The side effects of this approach show that when you add epcoritamab, you do add some side effects related to the bispecific antibody, notably the low risk of cytokine release syndrome, which is quite manageable, along with more immune suppression, B-cell depletion, and hypogammaglobulinemia.
But this is consistent with the known side effects of the relevant drugs that are included, with no new or amplified toxicity signal, and thus have resulted in a new highly effective second-line follicular lymphoma regimen with R-squared epcoritamab.
And then finally, I'll highlight one additional bispecific antibody story, and that's in relapsed refractory diffuse large B-cell lymphoma.
I presented 3-year follow-up data of the STARGLOW trial, which is a randomized trial evaluating the addition of the CD20-CD3 bispecific antibody glofitamab to gemcitabine oxaliplatin compared to our Gemox.
This randomized trial was conducted in second-line and later diffuse large B-cell lymphoma patients who were considered ineligible or without access to autologous stem cell transplant.

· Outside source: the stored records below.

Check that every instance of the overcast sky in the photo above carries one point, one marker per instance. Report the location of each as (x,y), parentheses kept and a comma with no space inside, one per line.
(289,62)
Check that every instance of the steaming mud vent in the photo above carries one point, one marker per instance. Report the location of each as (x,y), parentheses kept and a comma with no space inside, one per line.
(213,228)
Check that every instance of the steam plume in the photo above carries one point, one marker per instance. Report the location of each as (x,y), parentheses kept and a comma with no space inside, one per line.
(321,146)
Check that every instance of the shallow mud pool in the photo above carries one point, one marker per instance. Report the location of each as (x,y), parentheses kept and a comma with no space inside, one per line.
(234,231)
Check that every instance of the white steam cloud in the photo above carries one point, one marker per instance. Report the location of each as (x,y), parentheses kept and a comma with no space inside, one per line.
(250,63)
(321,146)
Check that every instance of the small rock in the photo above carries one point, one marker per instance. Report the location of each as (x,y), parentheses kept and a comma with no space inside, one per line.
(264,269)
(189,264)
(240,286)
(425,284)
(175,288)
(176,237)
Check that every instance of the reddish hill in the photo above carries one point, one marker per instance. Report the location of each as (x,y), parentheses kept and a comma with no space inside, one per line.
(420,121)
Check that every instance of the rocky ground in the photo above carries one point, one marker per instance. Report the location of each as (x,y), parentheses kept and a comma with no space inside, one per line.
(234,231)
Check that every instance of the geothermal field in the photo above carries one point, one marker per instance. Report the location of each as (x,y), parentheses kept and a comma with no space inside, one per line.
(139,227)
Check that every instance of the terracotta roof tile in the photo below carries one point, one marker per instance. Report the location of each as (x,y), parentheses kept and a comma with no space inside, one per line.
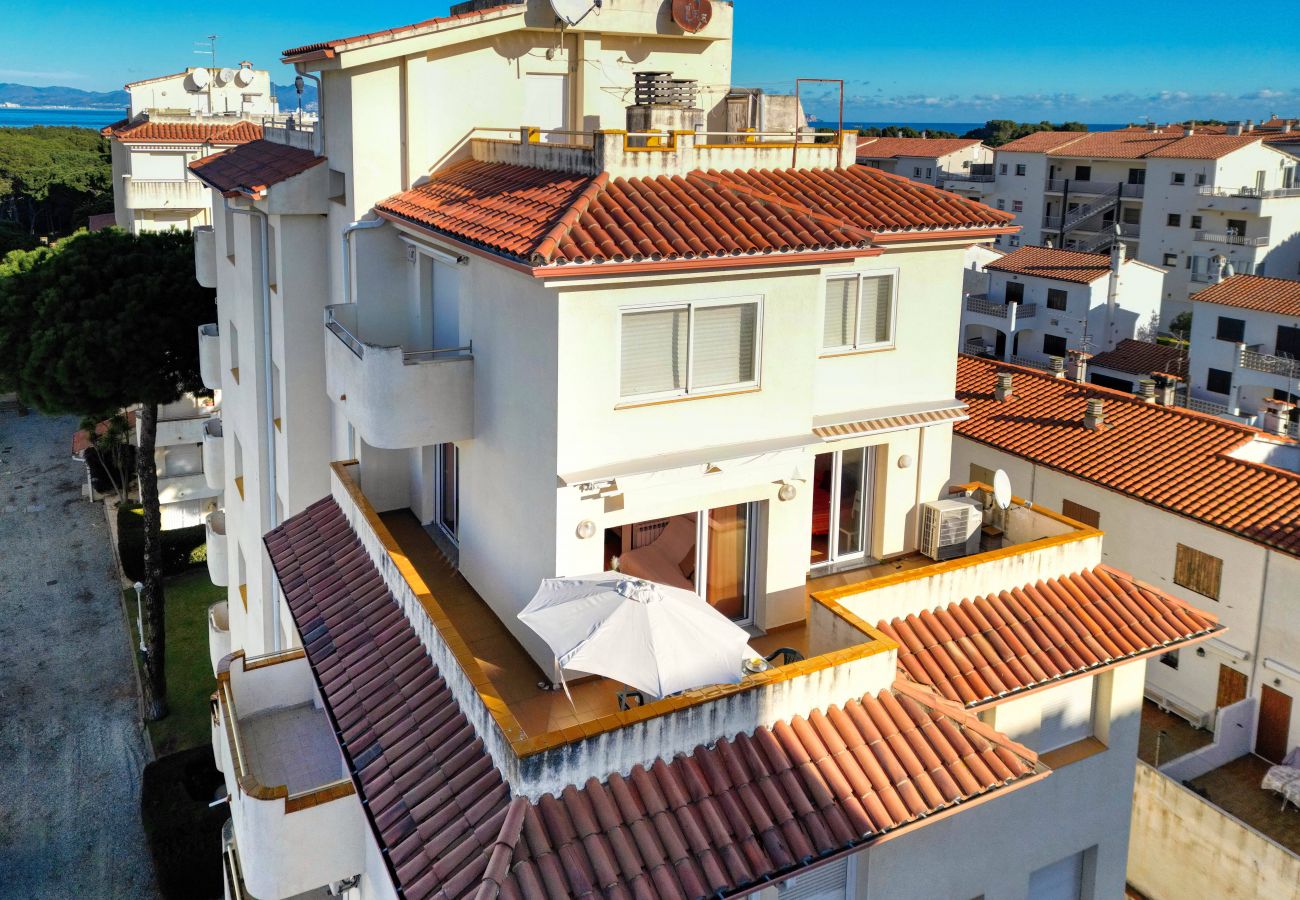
(1053,263)
(1058,628)
(401,31)
(878,148)
(700,825)
(1252,291)
(551,217)
(1168,457)
(189,133)
(254,167)
(1143,358)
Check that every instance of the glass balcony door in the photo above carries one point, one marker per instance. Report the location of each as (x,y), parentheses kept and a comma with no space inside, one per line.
(841,509)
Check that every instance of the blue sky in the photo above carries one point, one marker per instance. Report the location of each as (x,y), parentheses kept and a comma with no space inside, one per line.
(932,63)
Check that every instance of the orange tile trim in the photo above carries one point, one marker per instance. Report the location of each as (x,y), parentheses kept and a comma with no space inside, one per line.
(525,745)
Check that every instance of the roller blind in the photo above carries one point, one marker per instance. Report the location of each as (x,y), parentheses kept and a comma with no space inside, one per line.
(654,351)
(841,312)
(724,345)
(876,307)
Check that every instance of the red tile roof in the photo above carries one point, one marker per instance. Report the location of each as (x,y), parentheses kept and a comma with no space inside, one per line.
(710,823)
(1142,358)
(254,167)
(189,133)
(1166,457)
(330,47)
(1253,291)
(1041,142)
(989,648)
(1053,263)
(549,217)
(875,148)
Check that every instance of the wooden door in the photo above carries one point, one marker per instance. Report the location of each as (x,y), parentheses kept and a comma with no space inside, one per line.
(1231,687)
(1270,740)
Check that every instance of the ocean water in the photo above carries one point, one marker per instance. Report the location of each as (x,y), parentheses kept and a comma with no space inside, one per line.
(82,119)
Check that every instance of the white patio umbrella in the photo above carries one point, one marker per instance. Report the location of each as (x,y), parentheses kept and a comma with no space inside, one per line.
(650,636)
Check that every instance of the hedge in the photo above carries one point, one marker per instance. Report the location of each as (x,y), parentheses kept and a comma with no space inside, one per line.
(182,548)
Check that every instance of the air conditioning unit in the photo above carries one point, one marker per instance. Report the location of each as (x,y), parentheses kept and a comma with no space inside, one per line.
(949,528)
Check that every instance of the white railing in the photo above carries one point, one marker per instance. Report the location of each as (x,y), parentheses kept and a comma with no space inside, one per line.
(1240,239)
(1259,362)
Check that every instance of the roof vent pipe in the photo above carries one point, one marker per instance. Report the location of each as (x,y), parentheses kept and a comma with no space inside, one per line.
(1095,415)
(1002,390)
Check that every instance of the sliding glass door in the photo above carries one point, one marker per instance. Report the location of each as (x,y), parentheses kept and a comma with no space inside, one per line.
(841,509)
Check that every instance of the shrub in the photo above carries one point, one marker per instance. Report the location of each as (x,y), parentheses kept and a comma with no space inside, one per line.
(182,548)
(182,833)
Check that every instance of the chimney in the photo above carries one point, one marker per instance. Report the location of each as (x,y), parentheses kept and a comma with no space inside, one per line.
(1002,390)
(663,104)
(1095,415)
(1277,416)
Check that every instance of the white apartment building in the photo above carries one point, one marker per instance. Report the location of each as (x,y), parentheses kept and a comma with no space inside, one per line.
(1188,202)
(1246,350)
(585,336)
(928,160)
(1043,302)
(1200,507)
(172,121)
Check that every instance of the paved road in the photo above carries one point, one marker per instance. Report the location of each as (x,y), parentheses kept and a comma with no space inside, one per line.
(70,745)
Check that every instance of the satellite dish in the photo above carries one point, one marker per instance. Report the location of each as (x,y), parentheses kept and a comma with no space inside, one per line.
(692,16)
(571,12)
(1001,489)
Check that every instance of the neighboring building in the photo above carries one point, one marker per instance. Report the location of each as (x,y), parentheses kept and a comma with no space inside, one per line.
(1190,202)
(506,350)
(1246,350)
(172,121)
(928,160)
(1132,362)
(1204,509)
(1044,302)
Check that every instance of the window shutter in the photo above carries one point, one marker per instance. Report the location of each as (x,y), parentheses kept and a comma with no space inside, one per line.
(841,312)
(724,338)
(876,306)
(654,351)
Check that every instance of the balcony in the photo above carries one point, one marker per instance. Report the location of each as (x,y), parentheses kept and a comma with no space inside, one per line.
(219,571)
(213,454)
(1235,239)
(167,194)
(219,634)
(980,304)
(380,385)
(206,255)
(209,355)
(293,807)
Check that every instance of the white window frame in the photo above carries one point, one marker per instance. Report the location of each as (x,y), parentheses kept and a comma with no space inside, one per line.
(689,390)
(893,312)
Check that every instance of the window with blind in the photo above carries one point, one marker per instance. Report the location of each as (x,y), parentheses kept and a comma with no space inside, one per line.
(1197,571)
(859,312)
(689,349)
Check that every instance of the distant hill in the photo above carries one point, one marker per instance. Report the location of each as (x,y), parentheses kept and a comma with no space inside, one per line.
(26,95)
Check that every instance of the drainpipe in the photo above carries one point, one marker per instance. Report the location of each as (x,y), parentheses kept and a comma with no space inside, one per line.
(268,394)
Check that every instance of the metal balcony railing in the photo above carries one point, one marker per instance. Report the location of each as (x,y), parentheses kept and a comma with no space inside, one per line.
(1239,239)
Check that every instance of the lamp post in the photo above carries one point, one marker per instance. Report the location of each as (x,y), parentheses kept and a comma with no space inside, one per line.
(139,614)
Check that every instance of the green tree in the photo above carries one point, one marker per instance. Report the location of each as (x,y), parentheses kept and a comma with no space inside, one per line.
(102,321)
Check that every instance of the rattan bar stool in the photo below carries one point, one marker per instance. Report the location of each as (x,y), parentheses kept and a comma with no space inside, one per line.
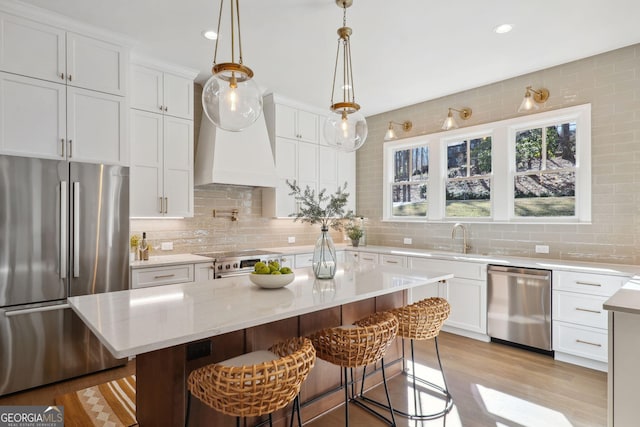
(254,384)
(358,345)
(422,321)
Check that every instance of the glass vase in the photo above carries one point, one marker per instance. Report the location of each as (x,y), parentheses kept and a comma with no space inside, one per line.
(324,256)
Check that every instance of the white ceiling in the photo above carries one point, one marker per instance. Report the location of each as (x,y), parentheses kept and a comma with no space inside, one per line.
(404,51)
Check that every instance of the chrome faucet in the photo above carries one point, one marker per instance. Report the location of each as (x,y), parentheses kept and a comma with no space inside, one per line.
(465,246)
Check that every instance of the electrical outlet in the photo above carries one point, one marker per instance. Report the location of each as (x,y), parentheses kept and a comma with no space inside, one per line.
(542,249)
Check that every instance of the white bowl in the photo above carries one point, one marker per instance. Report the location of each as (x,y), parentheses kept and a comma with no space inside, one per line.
(272,281)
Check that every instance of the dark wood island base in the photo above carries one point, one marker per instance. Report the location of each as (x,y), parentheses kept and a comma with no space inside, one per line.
(162,374)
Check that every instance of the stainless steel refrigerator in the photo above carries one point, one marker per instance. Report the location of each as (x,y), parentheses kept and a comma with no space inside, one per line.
(64,231)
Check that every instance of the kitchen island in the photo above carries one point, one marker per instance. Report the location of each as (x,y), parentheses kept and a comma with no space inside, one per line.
(174,329)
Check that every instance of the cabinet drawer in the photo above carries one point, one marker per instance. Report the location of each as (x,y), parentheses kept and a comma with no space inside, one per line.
(397,260)
(144,277)
(580,341)
(580,309)
(596,284)
(466,270)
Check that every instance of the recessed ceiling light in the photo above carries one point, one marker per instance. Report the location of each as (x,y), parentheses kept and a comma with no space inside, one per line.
(210,35)
(502,29)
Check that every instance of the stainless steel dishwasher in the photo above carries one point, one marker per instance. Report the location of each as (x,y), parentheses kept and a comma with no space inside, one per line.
(519,306)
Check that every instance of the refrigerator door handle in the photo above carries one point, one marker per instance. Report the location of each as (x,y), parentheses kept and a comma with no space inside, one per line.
(36,310)
(63,229)
(76,229)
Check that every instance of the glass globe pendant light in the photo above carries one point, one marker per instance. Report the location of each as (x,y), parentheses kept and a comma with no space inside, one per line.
(231,99)
(345,127)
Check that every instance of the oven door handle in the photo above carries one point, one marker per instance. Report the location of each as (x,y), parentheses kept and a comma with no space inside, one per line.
(225,275)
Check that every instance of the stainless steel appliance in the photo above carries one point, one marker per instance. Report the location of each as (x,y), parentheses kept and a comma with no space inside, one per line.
(237,263)
(64,231)
(519,306)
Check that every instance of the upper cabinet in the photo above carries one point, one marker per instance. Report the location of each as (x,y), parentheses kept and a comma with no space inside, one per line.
(300,156)
(45,52)
(158,91)
(62,94)
(295,123)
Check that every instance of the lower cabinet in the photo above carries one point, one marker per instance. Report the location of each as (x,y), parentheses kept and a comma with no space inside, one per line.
(580,333)
(466,293)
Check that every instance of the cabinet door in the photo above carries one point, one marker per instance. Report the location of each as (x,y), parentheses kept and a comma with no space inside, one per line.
(468,300)
(307,126)
(178,96)
(146,89)
(346,162)
(146,164)
(96,64)
(32,49)
(95,127)
(32,117)
(286,122)
(328,169)
(178,167)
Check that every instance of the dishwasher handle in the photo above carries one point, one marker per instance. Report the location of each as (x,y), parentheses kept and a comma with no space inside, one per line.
(519,275)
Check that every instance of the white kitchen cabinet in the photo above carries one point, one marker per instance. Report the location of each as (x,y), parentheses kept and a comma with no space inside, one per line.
(25,101)
(96,127)
(161,165)
(72,123)
(302,159)
(159,91)
(466,293)
(165,275)
(579,321)
(203,271)
(295,123)
(38,50)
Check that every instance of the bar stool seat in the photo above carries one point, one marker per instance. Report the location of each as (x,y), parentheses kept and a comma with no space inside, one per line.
(422,321)
(363,343)
(254,384)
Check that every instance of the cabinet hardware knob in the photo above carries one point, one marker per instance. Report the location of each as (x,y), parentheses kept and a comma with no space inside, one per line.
(587,310)
(589,343)
(588,284)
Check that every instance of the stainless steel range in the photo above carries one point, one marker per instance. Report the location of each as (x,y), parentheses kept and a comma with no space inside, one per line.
(236,263)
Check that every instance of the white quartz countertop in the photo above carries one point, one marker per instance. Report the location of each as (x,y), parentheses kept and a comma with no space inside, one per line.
(142,320)
(627,298)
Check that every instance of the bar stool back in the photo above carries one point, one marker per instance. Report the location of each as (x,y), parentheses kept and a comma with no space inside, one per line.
(355,346)
(256,383)
(422,321)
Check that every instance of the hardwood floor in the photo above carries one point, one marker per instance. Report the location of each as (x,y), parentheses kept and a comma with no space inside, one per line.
(492,385)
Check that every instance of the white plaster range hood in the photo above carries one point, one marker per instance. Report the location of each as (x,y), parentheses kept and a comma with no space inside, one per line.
(238,158)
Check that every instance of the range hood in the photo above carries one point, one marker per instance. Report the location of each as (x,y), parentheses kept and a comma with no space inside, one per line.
(238,158)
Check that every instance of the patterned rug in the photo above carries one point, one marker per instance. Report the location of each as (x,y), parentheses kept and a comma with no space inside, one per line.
(111,404)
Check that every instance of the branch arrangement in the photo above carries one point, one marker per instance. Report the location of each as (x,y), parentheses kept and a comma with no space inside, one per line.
(327,210)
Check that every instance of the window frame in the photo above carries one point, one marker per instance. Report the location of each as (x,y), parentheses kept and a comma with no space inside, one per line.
(503,167)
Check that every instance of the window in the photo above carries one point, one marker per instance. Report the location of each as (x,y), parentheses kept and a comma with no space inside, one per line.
(468,185)
(535,168)
(545,178)
(410,176)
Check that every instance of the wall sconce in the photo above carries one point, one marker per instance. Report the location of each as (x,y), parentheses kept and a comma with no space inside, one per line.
(391,134)
(450,123)
(530,102)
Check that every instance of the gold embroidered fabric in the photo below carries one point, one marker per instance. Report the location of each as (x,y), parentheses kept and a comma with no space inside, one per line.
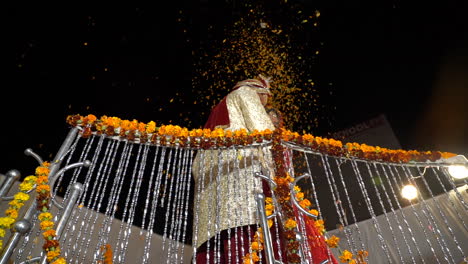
(225,182)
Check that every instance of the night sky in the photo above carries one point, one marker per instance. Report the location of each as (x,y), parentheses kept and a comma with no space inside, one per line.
(409,62)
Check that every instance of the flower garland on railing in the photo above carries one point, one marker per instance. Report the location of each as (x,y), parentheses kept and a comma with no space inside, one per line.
(51,245)
(206,138)
(107,254)
(15,205)
(282,191)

Now, with 3 years of follow-up, we see ongoing marked benefit for glofitamab Gemox over RGEMOX, with a median progression-free survival of 14 months compared to only 3 months, and a median overall survival of 26 months for glofitamab Gemox compared with only 13 months of overall survival for our Gemox.
At this meeting, we broke out the second-line patients who represented 63% of patients on the STARGLOW trial, and the results were even more impressive. Among second-line DLBCL patients not eligible for transplant, we see a median progression-free survival of 20.4 months compared to 5.5 months for RGEMOX. The median overall survival has not been reached for second-line GloFit Gemox patients compared to 14 months for RGEMOX. And at 3 years, the progression-free survival rate was nearly 42%.
For GloFit GEMOX treated patients, compared to only 26% on our Gemox patients. And at 3 years, we do see a plateau on the survival curve, suggesting that approximately 40% of patients treated with an off-the-shelf bispecific antibody regimen like low-fit Gemox, might in fact be cured. And these are patients who may not be able to travel or have access to either stem cell transplant or CAR T-cell therapy, thus potentially widening the availability for curative intent, highly active immunotherapy regimens for second-line DLBCL.